The frequency of technical issues encountered with using resources may well be an explanation for the varied locations of internet use reported. For example, it may be that users find internet browsing software and internet connections to be more stable at home and so find this to be a convenient location for learning. This concurs with a study amongst newly qualified doctors, that also showed a near equal distribution in location of use of an e-learning programme due to reasons of connectivity [38]. Previous research exploring GPs use of health informatics has called for increased training in IT skills for GPs, which may also help to reduce problems utilising online resources [16]. Whilst considering that investment in IT is a complex multi-organisational undertaking [16], stability of internet connection would appear to remain an issue.

It is unsurprising that higher users of the internet would find online resources useful to them. Younger GPs are more likely to have been users of the internet during previous aspects of their training or undergraduate studies, which may prepare them for continued use of online resources [23, 39]. The gender difference in attitudes may stem from differences in work pattern, with a higher proportion of female GPs working part-time, but also that female doctors have been shown to be early adopters of online CPD, with a diffusion of such resources within networks of female GPs a suggested reason [40].

Study limitations

This study has highlighted the utilisation of online resources by 383 GPs for CPD purposes. The low response rate to the survey will introduce an aspect of non-responder bias. Furthermore, the CPD email distribution list used may well introduce an aspect of respondent bias of those with a particular interest in structured or formal CPD. Some addresses in the email shot were addressed to practice leads or managers, and therefore may not have been cascaded to GPs [41]. It could also be deduced that those that utilise online resources more often, will be more likely to respond to an online survey. For financial reasons it was not possible to introduce the control measure of a postal version of the questionnaire survey, to reduce any bias from higher volume users of the internet. A selection of online resource options was chosen as an aide memoire for respondents to indicate which resources they used. This will have introduced an aspect of bias in the selection, as more respondents will chose options available than if they had to record each resource used individually.
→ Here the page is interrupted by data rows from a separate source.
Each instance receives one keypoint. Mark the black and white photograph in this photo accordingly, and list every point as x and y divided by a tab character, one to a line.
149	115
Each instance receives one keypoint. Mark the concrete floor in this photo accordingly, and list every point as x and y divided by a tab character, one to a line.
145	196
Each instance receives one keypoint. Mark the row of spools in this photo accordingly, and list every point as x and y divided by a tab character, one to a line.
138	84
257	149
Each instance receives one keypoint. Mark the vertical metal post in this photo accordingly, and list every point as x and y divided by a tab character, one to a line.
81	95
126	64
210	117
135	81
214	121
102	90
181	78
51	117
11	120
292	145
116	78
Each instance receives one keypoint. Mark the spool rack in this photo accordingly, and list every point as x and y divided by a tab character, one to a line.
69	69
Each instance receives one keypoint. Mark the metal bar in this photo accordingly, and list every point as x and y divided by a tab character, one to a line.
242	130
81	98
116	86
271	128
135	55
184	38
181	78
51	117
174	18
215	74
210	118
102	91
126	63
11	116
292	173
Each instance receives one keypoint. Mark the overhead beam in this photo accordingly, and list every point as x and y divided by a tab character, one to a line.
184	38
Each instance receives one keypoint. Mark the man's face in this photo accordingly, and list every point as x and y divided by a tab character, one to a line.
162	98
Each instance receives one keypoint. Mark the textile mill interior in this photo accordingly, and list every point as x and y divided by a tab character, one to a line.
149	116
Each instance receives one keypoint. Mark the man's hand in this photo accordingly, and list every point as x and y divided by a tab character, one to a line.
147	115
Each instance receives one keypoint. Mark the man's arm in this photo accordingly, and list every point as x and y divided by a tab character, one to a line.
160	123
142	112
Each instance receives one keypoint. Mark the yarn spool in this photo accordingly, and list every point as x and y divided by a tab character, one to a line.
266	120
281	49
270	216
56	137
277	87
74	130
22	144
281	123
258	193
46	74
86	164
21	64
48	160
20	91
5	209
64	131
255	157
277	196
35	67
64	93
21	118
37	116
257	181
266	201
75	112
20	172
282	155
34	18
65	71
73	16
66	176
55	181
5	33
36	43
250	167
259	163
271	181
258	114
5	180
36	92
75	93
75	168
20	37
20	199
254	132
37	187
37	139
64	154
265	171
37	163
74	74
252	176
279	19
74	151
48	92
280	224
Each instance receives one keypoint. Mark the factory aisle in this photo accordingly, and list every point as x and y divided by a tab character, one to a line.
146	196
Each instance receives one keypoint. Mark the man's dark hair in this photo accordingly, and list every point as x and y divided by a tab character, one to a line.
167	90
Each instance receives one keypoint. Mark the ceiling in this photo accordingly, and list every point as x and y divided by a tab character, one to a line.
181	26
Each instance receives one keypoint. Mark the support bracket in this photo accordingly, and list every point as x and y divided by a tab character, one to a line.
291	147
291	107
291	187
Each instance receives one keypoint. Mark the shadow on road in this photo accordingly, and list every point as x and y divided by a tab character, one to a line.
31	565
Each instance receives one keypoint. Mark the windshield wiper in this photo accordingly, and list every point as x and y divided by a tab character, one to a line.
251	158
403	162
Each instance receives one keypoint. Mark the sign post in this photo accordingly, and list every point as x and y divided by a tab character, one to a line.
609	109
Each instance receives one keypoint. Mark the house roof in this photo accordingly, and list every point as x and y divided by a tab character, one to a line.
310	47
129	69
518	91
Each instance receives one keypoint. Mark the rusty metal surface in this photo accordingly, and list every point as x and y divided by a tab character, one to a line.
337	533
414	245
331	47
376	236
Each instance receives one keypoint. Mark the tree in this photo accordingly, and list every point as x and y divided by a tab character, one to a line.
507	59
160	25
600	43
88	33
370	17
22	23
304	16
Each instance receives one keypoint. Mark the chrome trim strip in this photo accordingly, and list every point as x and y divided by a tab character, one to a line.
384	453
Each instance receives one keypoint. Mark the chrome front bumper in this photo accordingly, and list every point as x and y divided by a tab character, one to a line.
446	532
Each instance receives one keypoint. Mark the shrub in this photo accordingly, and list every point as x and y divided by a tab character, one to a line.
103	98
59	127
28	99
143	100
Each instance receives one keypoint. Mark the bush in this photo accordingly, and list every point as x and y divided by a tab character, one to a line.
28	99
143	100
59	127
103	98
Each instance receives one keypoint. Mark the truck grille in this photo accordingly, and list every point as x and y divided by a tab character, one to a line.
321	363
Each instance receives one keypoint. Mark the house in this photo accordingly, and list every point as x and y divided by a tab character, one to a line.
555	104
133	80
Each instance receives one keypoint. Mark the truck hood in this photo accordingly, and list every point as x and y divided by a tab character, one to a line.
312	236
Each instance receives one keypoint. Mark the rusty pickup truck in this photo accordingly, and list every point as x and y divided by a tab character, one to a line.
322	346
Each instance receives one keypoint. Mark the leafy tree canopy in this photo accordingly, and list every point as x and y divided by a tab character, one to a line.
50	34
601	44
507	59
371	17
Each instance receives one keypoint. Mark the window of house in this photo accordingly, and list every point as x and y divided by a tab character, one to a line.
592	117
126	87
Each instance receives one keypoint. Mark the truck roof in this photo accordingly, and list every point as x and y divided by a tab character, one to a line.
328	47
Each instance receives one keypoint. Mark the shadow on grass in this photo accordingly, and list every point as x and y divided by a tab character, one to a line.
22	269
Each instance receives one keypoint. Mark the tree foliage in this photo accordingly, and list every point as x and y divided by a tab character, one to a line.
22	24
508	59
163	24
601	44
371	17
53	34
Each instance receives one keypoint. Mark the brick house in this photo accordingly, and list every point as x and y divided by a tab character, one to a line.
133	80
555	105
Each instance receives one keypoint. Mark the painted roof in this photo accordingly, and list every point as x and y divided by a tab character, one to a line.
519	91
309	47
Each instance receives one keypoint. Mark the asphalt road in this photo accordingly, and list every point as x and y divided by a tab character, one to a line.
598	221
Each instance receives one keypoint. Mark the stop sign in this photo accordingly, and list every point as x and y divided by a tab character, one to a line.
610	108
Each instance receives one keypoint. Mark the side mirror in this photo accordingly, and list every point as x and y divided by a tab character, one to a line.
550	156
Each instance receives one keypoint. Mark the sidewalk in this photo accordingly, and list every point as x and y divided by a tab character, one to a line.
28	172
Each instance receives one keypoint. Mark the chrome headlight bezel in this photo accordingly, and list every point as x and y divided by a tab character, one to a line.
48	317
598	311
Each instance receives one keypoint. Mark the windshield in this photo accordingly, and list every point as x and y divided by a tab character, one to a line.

A greater proportion of females responded (60.6 %) than those on the GMC GP register (50.1 %). It is likely that a combination of the above factors contributed to the low response rate. Caution needs to be exercised with questionnaire surveys as data are self-reported and their veracity cannot be checked. The results are not generalisable to GPs in Scotland as a whole. Due to resource limitations, no further in depth statistical analysis was performed.

Conclusions

The study shows that GPs are using online resources for CPD often and that these are well accepted and valued. However, attitudinal differences to online CPD resource utilisation between different GP groups and technical barriers to use were also evident. This study did not differentiate the preferences of online resources against face-to-face events or small group learning, an area that might be of interest to this population. However, the findings should be of interest to medical educators, health service organisations and policy makers involved in designing or supporting implementation of educational interventions across training, frontline service, CPD and regulatory environments.